As a mother to two boys, I often think about how the choices my husband and I make during their childhood will effect the men they become. I want my boys to grow up learning to be gentlemen, while accepting women as their equals. I want them to be kind and accepting, but never to be perceived as weak. I want them to be confident, without being arrogant. There are many more things I want and envision for them, but most importantly, I want them to be happy, and always feel loved beyond measure.
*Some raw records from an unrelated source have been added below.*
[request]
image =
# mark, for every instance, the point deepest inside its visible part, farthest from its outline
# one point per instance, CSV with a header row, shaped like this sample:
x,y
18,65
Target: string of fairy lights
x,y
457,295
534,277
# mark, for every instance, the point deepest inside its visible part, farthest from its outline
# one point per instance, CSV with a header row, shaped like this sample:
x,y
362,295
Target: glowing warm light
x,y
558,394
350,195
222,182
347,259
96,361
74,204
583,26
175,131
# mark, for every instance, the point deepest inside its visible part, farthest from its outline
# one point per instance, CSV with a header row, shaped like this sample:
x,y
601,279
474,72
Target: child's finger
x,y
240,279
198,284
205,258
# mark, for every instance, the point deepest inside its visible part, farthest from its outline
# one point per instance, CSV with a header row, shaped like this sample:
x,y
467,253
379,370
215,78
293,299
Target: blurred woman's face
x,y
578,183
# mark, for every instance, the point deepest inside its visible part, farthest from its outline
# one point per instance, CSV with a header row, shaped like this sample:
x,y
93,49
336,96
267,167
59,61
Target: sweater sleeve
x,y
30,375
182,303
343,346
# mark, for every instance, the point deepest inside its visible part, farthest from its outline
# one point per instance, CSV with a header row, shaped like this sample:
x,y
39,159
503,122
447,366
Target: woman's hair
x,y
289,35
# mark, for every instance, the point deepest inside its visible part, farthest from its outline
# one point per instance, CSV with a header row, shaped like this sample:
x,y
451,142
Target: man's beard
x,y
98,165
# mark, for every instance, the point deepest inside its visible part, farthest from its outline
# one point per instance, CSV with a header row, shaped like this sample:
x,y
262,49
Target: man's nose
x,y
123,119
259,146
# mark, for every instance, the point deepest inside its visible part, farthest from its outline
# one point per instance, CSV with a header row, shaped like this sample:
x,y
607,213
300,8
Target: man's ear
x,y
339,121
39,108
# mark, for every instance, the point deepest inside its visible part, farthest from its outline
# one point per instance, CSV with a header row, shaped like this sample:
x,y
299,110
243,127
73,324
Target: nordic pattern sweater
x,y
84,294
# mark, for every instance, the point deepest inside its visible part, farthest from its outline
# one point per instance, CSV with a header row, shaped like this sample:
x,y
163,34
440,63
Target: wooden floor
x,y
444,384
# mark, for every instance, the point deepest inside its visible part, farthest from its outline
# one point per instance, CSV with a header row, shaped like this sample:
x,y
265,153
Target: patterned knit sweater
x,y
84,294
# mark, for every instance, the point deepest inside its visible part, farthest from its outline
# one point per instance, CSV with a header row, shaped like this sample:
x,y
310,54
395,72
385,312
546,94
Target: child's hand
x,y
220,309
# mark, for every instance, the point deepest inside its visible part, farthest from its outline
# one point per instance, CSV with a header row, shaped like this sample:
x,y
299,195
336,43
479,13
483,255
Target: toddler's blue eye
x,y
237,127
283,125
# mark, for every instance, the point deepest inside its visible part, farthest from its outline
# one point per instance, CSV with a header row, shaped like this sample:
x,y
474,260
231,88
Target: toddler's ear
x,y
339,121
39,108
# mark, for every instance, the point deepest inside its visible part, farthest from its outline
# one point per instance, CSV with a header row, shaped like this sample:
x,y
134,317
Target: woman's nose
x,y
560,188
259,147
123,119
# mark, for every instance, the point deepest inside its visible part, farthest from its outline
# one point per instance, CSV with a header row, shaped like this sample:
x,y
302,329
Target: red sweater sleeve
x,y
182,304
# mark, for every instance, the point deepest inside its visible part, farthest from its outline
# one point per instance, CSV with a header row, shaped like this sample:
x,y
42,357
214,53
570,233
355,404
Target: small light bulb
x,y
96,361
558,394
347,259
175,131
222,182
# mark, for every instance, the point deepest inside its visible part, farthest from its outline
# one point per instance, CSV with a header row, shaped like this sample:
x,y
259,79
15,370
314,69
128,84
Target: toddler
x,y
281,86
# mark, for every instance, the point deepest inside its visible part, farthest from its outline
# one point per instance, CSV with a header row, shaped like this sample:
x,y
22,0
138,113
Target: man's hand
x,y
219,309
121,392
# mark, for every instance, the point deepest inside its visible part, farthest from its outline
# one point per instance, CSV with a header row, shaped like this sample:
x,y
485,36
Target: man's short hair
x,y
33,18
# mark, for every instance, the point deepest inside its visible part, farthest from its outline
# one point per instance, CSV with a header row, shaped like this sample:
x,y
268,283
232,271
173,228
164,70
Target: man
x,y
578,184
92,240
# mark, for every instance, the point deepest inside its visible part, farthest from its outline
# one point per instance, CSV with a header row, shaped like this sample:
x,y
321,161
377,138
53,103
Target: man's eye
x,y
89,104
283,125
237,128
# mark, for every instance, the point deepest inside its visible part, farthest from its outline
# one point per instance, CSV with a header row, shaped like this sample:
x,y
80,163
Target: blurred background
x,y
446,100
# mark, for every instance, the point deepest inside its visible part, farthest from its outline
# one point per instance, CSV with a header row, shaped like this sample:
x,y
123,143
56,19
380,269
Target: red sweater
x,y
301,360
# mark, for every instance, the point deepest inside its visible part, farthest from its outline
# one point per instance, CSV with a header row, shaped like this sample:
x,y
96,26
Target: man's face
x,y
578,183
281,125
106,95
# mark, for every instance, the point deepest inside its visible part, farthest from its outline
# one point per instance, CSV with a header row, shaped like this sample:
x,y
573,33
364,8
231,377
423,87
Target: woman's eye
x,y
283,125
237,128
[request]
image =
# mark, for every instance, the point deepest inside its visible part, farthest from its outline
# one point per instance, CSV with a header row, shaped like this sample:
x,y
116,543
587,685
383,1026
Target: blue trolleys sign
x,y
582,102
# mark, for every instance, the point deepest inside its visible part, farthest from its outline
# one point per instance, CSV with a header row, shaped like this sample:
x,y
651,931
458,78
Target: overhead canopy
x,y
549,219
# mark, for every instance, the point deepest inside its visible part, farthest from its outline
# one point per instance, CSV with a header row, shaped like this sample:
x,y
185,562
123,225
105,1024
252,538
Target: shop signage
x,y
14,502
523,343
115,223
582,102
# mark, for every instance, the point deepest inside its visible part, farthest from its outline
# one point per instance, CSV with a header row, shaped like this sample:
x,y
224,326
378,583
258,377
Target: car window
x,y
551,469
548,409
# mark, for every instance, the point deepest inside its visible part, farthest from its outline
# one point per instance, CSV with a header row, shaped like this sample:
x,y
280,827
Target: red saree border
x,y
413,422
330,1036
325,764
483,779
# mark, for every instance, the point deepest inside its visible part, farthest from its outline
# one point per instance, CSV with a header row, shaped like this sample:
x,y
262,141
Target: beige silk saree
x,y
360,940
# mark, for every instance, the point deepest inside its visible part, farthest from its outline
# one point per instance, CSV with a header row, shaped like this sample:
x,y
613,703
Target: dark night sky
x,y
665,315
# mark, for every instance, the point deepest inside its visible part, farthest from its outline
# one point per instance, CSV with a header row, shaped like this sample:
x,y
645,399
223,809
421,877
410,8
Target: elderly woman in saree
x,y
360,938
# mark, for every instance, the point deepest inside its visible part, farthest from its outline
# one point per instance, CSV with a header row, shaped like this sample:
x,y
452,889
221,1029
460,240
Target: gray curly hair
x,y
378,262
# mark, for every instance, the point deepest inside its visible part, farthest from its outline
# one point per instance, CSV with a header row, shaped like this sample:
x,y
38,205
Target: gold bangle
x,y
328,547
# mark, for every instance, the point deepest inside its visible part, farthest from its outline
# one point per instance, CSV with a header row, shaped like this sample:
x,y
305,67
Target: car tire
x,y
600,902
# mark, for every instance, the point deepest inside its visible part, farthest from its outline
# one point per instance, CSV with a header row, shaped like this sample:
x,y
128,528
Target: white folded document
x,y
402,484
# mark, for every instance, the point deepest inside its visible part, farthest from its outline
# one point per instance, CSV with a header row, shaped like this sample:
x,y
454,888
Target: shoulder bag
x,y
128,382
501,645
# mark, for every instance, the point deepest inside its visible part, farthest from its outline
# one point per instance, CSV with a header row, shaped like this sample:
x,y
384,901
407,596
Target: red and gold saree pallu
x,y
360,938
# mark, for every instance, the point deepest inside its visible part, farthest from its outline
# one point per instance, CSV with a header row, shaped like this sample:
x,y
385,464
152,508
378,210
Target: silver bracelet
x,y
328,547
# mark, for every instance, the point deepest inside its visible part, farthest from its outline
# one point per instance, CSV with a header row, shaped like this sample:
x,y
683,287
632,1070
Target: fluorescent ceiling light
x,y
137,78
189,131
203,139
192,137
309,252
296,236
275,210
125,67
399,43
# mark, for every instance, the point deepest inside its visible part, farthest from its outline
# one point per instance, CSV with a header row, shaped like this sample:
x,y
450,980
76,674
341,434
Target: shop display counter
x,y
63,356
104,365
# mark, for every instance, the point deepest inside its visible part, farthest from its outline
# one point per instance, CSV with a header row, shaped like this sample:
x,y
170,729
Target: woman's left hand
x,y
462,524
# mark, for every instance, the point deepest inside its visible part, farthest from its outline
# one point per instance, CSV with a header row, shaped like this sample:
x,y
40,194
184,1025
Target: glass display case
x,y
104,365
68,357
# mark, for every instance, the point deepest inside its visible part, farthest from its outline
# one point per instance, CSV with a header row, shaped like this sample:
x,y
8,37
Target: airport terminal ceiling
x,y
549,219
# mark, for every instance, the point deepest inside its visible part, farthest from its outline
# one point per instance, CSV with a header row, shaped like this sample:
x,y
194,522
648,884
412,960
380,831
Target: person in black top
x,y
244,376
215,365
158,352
Being a parent is the best kind of hard there is. There are thousands of blogs and articles out there representing this. Through my personal experience, I've realized that being the best parent to my sons, means being the best me that I can be. This does not always come easy for me. I fall prey to laziness, selfishness, anxieties and greed more often than not. I've decided to blog in an effort to find peace with myself... To create a better relationship with myself...to be kinder to myself...to challenge myself to be better, and to take moments out of everyday to appreciate the joy, and document it. I want my boys to be able to look back and see how wonderful they have made this life for me... For us. Children have the incredible talent to make a routine day extraordinary... If they can't remember some of these days, I want them to be able to look back and see the joy they have filled the world around them with.
Jamal and I have recently experienced some difficult life events, which have been an unfortunate reminder that each day on this earth is not promised. And while that mere fact terrifies me and is a source of many anxieties for me (and I am sure every other human being on this planet), I want this blog to serve as a reminder of how great each day has been.
This will be my personal outlet, but I invite our family and friends to read along and communicate with us through this arena. I am a blog reader and lover. Unlike many of the blogs I follow, my photos will be imperfect, my house a mess, and I will rarely be a fashion maven. But I hope that if you stumble across this space, a piece of it will bring you happiness.
And to my main man and my two little men... Thank you for choosing me. I love our life.